How it works: The authors added recurrence to ResNets prior to training by duplicating the first residual block and sharing its weights among all residual blocks. (As non-recurrent baselines, they used ResNets of equivalent or greater depth without shared weights.) They trained and tested separate networks on each of three tasks:
- Mazes: The network received an image of a two-dimensional maze and generated an image that highlighted the path from start to finish. The authors trained a network with 20 residual blocks on 9x9 grids and tested it on 13x13 grids.
- Chess: The network received an image of chess pieces on a board and generated an image that showed the origin and destination squares of the best move. The authors trained a network with 20 residual blocks on chess puzzles with standardized difficulty ratings below 1,385, then tested it on those with ratings above that number.

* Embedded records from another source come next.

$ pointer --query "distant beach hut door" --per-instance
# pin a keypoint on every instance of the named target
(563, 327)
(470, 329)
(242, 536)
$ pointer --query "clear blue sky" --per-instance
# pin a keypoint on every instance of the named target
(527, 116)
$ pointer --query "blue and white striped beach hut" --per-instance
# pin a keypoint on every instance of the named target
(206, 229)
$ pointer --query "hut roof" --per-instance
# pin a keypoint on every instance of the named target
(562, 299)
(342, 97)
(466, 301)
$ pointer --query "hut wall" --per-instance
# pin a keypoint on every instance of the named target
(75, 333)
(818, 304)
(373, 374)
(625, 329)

- Prefix strings: The network received a binary string and generated a binary string of equal length in which each bit was the cumulative sum of the input, modulo two (for example, input 01011, output 01101). The authors trained a network with 10 residual blocks on 32-bit strings and tested it on 44-bit strings.
Results: In tests, the recurrent networks generally improved their performance on the more complex problems with each pass through the loop — up to a limit — and outperformed the corresponding nonrecurrent networks. The authors presented their results most precisely for prefix strings, in which the recurrent networks achieved 24.96 percent accuracy with 9 residual blocks, 31.02 percent with 10 residual blocks, and 35.22 percent with 11 residual blocks. The nonrecurrent networks of matching depth achieved 22.17 percent, 24.78 percent, and 22.79 percent accuracy respectively. The performance improvement was similar on mazes and chess.
Why it matters: Forcing a network to re-use blocks can enhance its performance on harder versions of a task. This work also opens an avenue for interpreting recurrent neural networks by increasing the number of passes through a given block and studying changes in the output.
We’re thinking: Many algorithms in computing use iteration to refine a representation, such as belief propagation in probabilistic graphical models. It’s exciting to find that this algorithm learns weights in a similarly iterative way, computing a better representation with each pass through the loop.